I have repeating dates, a column for returns, and then many other columns of other variables that I am trying to sort on and then extract the average return of the top quartile of the sorted variable constituents for each date. There are NA's and I want to ignore the NA's for each column individually when sorting.
The initial data looks like this
date return a b c d
2/1/18 5 3 5 4 9
2/1/18 6 2 1 NA 7
2/1/18 5 NA 6 NA 5
2/1/18 NA 1 NA 2 NA
2/1/18 NA NA NA 1 NA
2/2/18 NA NA 2 NA NA
2/2/18 4 10 4 6 NA
2/2/18 7 5 NA 2 NA
2/2/18 8 7 7 9 NA
2/3/18 NA 2 NA NA NA
2/3/18 3 NA 6 5 8
2/3/18 6 5 2 4 4
2/3/18 5 8 8 1 9
2/4/18 6 8 6 3 1
2/4/18 5 2 5 9 10
2/4/18 7 4 2 10 8
I want the end data to come out as follows
date high a return high b return high c return high d return
2/1/18 5 5 5 5
2/2/18 4 8 8 NA
2/3/18 8 5 3 5
2/4/18 6 6 7 5
I am trying to switch my code from performing the following a bunch of times for different variables.
High = df[!is.na(df$a),] %>%
group_by(date) %>%
filter(a > quantile(a, .666)) %>%
summarise(high_return = mean(return))
I have switched to this code but have been unable to replicate the way I dealt with na's in the previous code (i.e. the !is.na).

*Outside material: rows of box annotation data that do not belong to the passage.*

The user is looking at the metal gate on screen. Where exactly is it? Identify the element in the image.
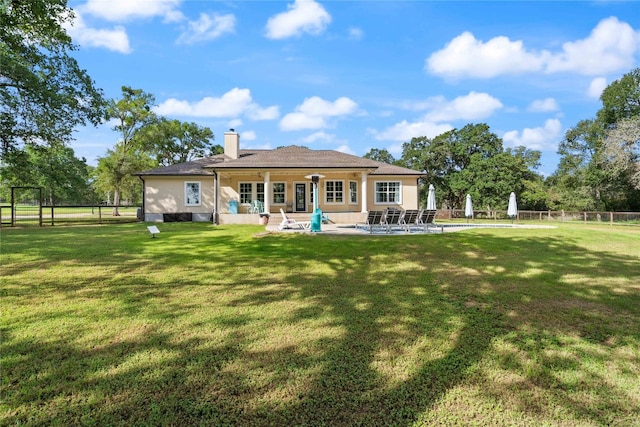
[9,187,42,226]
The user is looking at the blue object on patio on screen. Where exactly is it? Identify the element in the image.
[229,199,238,214]
[311,209,322,231]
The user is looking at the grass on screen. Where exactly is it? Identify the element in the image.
[0,223,640,426]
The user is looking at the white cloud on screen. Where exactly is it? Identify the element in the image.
[176,13,236,44]
[280,96,358,131]
[425,17,640,78]
[64,11,131,53]
[247,104,280,120]
[266,0,331,39]
[527,98,560,113]
[334,144,356,156]
[240,130,256,141]
[79,0,184,22]
[502,119,562,151]
[587,77,607,99]
[302,131,336,144]
[371,120,453,142]
[154,87,278,120]
[425,32,547,78]
[426,91,503,122]
[547,17,640,75]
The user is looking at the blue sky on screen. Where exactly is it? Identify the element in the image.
[67,0,640,175]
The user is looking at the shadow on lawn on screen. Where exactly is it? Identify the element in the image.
[2,226,640,426]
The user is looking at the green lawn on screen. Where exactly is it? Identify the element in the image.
[0,223,640,426]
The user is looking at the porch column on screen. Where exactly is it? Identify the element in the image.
[360,172,369,212]
[264,172,271,213]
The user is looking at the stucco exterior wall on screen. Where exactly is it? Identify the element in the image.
[144,176,215,218]
[367,175,420,210]
[219,171,419,214]
[144,171,419,223]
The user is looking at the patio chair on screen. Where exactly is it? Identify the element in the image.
[382,209,404,233]
[278,208,311,230]
[247,200,264,213]
[400,209,419,233]
[356,211,382,233]
[417,209,436,232]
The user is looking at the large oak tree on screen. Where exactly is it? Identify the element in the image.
[0,0,104,155]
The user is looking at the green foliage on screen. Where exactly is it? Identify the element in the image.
[400,124,544,210]
[0,144,94,206]
[0,0,104,155]
[549,69,640,210]
[96,86,156,215]
[362,148,396,165]
[140,117,216,166]
[597,68,640,127]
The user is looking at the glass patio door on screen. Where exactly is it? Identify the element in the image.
[296,183,307,212]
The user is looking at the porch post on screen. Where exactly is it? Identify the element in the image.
[360,172,369,212]
[264,172,271,213]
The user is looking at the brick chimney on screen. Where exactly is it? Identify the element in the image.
[224,129,240,159]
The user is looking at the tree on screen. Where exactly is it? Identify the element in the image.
[102,86,156,216]
[94,145,155,208]
[400,124,513,208]
[0,0,105,156]
[362,148,396,165]
[604,115,640,190]
[597,68,640,128]
[140,117,217,166]
[549,69,640,210]
[2,144,92,206]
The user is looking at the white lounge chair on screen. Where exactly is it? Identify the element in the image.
[278,208,311,230]
[356,211,383,233]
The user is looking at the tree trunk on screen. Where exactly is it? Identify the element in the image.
[113,188,120,216]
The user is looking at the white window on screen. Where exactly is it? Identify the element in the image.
[238,182,264,205]
[349,181,358,205]
[256,182,264,203]
[184,181,200,206]
[309,182,313,205]
[324,181,344,203]
[376,181,402,205]
[238,182,253,204]
[271,182,286,205]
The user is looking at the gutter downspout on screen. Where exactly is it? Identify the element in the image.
[212,170,220,225]
[138,175,147,221]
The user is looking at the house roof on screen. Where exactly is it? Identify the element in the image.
[136,145,422,176]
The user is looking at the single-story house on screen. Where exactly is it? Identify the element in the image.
[136,129,422,224]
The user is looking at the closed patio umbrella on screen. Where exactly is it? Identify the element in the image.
[464,194,473,222]
[427,184,436,211]
[507,192,518,223]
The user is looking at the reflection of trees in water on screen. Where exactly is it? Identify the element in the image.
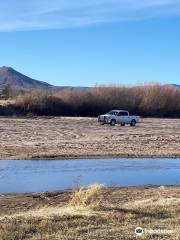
[0,160,8,180]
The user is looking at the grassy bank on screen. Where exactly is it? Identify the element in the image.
[0,117,180,159]
[0,185,180,240]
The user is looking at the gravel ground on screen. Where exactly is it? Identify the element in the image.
[0,117,180,159]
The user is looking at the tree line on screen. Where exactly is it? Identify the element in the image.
[15,84,180,117]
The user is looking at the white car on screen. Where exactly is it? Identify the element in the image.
[98,110,140,127]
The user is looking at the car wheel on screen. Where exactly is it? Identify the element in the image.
[110,119,116,126]
[130,119,136,127]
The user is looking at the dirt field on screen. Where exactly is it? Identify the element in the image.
[0,186,180,240]
[0,118,180,159]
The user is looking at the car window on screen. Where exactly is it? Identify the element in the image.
[107,111,118,116]
[118,112,128,116]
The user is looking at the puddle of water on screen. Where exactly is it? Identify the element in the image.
[0,158,180,193]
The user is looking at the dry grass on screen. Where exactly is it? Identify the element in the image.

list <- c("a", "b", "c", "d")
High <- df %>%
group_by(date) %>%
summarize_at(vars(one_of(list)),
funs(HighReturn = mean(return[na.omit(.) > quantile((.), .666, na.rm = TRUE)]))
This does no produce the same results as doing the columns one by one. I have also tried removing the na.omit, adding na.omit to the right side "." and other combinations. Is there a way to produce !is.na for each column as it passes through the function?